Yes -- of you want to be able to change what is spoken.
The other approach is to "record" individual phonemes and then paste those together. E.g., record an 'f' sound, a 'p' sound, an 'n' sound, various vowel sounds (note vowels tend to have multiple sounds associated with a single "grapheme/letter"). Then, "concatenate" those sounds to make words.
In practice, this tends to sound like crap. The transitions between sounds (phonemes) don't like these abrupt changes. So, you either have to massage the sounds as you synthesize them -- in anticipation of the sound that will follow -- or store different *versions* of each sound!

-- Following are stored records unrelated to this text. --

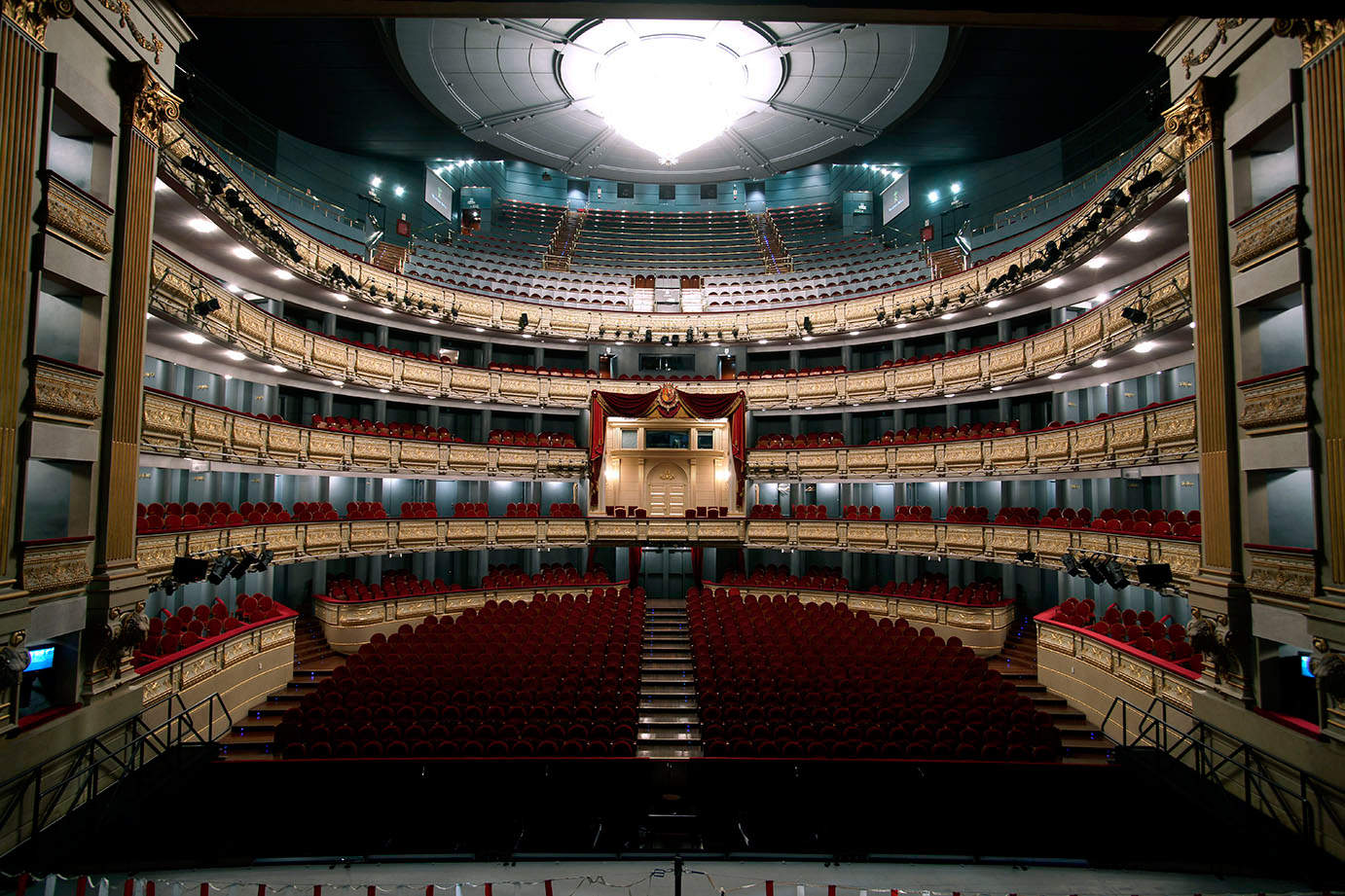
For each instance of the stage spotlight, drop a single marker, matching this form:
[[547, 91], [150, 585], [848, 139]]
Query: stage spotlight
[[1154, 575], [1136, 315], [1113, 573], [189, 568], [221, 568]]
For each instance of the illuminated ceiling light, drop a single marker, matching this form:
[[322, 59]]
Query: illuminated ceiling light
[[670, 93]]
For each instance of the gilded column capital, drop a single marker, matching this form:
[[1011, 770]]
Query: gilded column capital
[[150, 102], [1194, 119], [32, 15], [1313, 34]]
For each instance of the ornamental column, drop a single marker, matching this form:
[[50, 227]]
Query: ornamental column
[[23, 27], [1217, 592], [119, 584], [1324, 98]]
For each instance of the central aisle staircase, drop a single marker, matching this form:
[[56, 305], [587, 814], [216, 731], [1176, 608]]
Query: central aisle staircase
[[670, 720], [253, 735]]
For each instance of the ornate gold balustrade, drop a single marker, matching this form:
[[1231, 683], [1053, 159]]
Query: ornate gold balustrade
[[74, 217], [302, 541], [183, 428], [178, 287], [65, 392], [1162, 435], [242, 668], [1090, 671], [1271, 229], [1274, 403], [1281, 575], [55, 566], [347, 625], [179, 141]]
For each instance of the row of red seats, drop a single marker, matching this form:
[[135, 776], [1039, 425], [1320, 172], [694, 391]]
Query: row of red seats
[[384, 429], [802, 440], [542, 372], [190, 626], [779, 576], [518, 678], [791, 372], [985, 592], [781, 678], [1141, 629], [539, 439], [946, 433], [513, 576]]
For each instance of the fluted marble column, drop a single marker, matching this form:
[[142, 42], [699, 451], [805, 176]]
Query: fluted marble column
[[117, 584], [1218, 591], [1324, 100], [23, 27]]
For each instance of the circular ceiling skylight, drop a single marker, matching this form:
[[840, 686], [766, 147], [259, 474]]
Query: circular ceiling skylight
[[670, 93], [670, 101]]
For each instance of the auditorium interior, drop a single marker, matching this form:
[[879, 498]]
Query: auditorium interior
[[670, 449]]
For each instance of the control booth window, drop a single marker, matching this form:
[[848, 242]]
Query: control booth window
[[668, 438]]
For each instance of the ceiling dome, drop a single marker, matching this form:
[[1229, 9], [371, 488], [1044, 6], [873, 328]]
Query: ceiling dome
[[670, 100]]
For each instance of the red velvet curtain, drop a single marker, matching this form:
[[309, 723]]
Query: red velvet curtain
[[668, 403]]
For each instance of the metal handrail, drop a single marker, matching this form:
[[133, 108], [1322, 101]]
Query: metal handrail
[[78, 773], [1238, 767]]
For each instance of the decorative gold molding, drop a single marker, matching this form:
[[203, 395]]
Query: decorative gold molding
[[1267, 232], [1282, 573], [1313, 34], [1275, 404], [152, 105], [66, 393], [31, 17], [55, 566], [151, 45], [1221, 27], [1193, 119]]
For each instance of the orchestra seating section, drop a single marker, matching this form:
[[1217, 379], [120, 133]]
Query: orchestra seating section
[[777, 677], [191, 626], [668, 241], [1140, 629], [386, 429], [539, 439], [545, 677]]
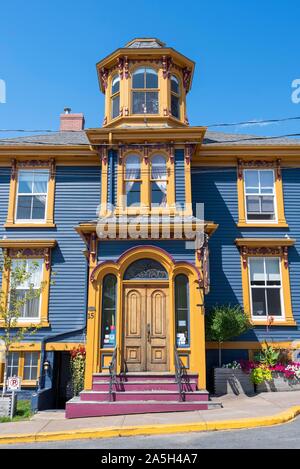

In the latter case, it's been observed that you can much more "harmoniously" patch together the *first* half of a particular 'a' (i.e., the 'a' that follows 'b' in "back") with the *last* of a similar 'a' (i.e., the 'a' that precedes the 'd' in "bad"). So, instead of storing a few dozen "pure" phonemes, you store hundreds/thousands of "diphones" and piece them together in the
*middle* of sounds.E.g., instead of 'b' 'a' 'd' sounds, you would use "-b" "ba" "ad" "d-" (assume the '-' represents silence).
Note that now you need more diphone for the "-c" and "ca" sounds in order to say "cad"; ditto "-f" and "fa" for "fad", etc. Hence the number of "units" (diphones) in your "inventory" grows quickly!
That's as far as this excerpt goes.